‘3.6% of hospitalised Covid-19 patients had fungal, bacterial infections’: ICMR study
Just as cases of black fungus are being reported in Covid-19 patients during the second wave of the pandemic, secondary bacterial and fungal infections affected at least 3.6% (ranging from 1.7% to 28% between hospitals) of the hospitalised patient with coronavirus disease (Covid-19) during the last wave, found a study by the Indian Council of Medical Research (ICMR) published on Monday.
The mortality in patients with these secondary infections increased to 56.7% as against 10.6% among the hospitalised patients in the ten network hospitals from where data was collected. The mortality in those with secondary infections was as high as 78.9% in one of the hospitals, the data shows.
“What we found was that most of these secondary infections, 78% of them, were acquired at the hospital; the indication for infections started two days after hospitalisation and most of the samples had gram-negative bacteria showing that they were hospital-based infections. This could be because infection control policies at the hospitals went for a toss amidst the pandemic. Hand hygiene wasn’t as good because of double gloving and use of PPE kits in the hot weather also added to it,” said Dr Kamini Walia, corresponding author of the paper and scientist with the epidemiology and communicable diseases department at the (ICMR).
She added, “The most common pathogens causing the infections were Klebsiella pneumonia and Acinetobacter baumannii; usually E Coli is the most common pathogen found as per the previous ICMR reports. Both infections are very difficult to treat because they have acquired a lot of resistant genes over time. The treatment will further become difficult post-Covid. Hospitals must invest in infection control and rationalise antimicrobial prescriptions.”
Interestingly, the hospitals did not report cases of the fungal infection mucormycosis, cases of which have exploded during the second wave.
“We have a double whammy; Covid-19, along with the secondary infections, increases mortality significantly. We saw primarily bacterial infection as reported in the study; mucormycosis cases being reported after the second wave is largely to do with the overuse of steroids. At the peak, steroids had vanished from the market. This has never happened before; it is one of the most common medicines available,” said Dr Chand Wattal, head of the department of microbiology at Sir Ganga Ram hospital, one of the ten centres that were included in the study.
More importantly, the study cautions about the increase in antimicrobial resistance in the coming years due to excessive use of stronger medicines. Around 74.4% of the total antimicrobials prescribed in the hospitals were from the Watch and Reserve category of the World Health Organisation (WHO).

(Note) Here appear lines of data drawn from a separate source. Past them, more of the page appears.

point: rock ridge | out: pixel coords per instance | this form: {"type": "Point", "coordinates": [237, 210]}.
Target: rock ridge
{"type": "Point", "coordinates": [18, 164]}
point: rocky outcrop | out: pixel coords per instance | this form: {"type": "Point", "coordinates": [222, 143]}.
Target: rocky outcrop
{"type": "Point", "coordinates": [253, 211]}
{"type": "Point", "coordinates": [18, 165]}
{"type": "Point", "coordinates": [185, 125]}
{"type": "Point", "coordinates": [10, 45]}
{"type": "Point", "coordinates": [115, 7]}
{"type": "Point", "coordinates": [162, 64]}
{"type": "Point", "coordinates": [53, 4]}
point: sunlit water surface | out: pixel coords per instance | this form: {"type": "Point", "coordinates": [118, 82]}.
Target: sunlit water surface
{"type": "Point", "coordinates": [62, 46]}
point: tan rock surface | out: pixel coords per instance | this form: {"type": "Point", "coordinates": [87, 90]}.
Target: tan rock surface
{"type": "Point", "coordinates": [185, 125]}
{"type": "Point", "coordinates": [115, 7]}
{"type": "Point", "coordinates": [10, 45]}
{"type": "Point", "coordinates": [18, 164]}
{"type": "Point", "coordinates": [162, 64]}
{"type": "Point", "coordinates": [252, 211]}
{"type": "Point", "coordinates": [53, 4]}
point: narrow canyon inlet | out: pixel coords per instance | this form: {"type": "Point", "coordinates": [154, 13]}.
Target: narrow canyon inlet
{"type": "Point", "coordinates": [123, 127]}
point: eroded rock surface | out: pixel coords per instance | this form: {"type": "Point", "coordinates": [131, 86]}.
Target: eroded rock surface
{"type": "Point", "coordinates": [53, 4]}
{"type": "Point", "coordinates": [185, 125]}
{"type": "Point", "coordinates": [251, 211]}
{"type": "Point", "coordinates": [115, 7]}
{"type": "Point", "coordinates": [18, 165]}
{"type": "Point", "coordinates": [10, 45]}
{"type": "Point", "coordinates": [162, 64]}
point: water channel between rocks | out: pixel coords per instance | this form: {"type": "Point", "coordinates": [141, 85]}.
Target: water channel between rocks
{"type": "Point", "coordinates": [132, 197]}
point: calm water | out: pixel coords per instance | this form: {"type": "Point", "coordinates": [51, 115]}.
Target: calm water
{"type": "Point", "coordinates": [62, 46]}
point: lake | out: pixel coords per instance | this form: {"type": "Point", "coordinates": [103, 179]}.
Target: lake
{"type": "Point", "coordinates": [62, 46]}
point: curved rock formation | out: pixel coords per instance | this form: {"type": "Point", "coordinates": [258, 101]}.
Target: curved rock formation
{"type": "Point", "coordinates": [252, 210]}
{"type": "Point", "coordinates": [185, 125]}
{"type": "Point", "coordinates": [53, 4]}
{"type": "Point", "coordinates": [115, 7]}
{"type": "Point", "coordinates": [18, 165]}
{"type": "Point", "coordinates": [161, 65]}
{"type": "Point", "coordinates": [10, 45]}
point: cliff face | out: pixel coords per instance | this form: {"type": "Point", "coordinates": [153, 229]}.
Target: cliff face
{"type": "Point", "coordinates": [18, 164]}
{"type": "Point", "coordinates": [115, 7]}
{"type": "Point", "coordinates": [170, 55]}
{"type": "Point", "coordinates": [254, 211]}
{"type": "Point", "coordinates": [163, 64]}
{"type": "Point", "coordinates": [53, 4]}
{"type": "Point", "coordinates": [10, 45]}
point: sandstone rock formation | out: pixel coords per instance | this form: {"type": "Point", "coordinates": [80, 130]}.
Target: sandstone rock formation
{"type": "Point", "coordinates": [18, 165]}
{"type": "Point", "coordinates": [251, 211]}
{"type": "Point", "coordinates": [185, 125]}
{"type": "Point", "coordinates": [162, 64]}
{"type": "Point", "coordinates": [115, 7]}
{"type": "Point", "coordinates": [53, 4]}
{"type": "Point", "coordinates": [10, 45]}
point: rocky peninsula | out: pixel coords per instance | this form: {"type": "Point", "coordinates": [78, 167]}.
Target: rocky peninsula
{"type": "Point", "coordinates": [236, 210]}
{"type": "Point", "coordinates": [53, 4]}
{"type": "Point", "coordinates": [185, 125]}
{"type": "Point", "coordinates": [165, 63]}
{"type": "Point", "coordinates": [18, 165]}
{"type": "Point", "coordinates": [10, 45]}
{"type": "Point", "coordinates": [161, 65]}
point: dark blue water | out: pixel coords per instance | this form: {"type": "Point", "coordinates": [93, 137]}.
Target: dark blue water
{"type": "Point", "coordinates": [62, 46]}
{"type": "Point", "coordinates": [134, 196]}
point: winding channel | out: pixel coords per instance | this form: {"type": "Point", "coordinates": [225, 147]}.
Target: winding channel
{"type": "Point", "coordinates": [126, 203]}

The WHO classifies all antibiotics in three categories – Access drugs that can treat commonly encountered pathogens and have lower resistance potential, Watch drugs that have higher resistance potential and are critical for treatment, and Reserve drugs that need to be saved as last resort for drug-resistant microbes and given only once an infection is confirmed.
“Around 47% of the infections were found to be multi-drug resistant but more than 74% of the antimicrobials prescribed were from the Watch and Reserve category. And, the ten hospitals from where we have collected data are in the ICMR network, they have been trained in infection control and antimicrobial stewardship. We can only imagine what is happening in other hospitals,” said Dr Walia.
“These hospitals are backed by good lab facilities and many of these antibiotics should be prescribed only after the culture test comes positive. However, a very low number of samples were collected for microbial culture,” she said.
Of the 17,534 patients with Covid-19 admitted to the ten hospitals between 1 June 2020 and 30 August 2020, only 7,163 samples were sent for microbial culture – with multiple samples being from the same patients. The low sampling, doctors said, was because of the practical problems, not many healthcare workers wanted to collect these samples during the first wave when not much was known about the disease.
“The sample size decreased considerably because people were scared to take the samples, especially those that generate aerosols such as lavage (a procedure where the lower respiratory tract is flushed with fluid which is collected for diagnosis). The sampling has increased now that people are aware of how to protect themselves,” said Dr Wattal.
“This is the chicken or the egg situation. We use stronger antibiotics because there are many resistant infections, but because we use these antibiotics we put more pressure on the pathogens to become further resistant. Say, we send out samples of 100 patients for culture, only 40 come back positive but the others have the signs and symptoms of an infection, so we prescribe antibiotics to all depending on the type of pathogens found in the 40 samples. Second, the culture takes a couple of days but in the meantime, we have to prescribe medicines empirically. But, there is no doubt we use a lot of antibiotics,” said Dr Sumit Ray, critical care specialist from Holy Family Hospital.
“We need to de-escalate once the culture report comes, we need to prescribe based on whether the infection was acquired in the community or the hospital, there should be a restricted antibiotic policy where the doctor has to explain to a committee why the higher antibiotics are being used. There have to be several levels of checks and balances,” he said.
There are no guidelines on the rational use of antimicrobial in Covid-19 patients by the ICMR.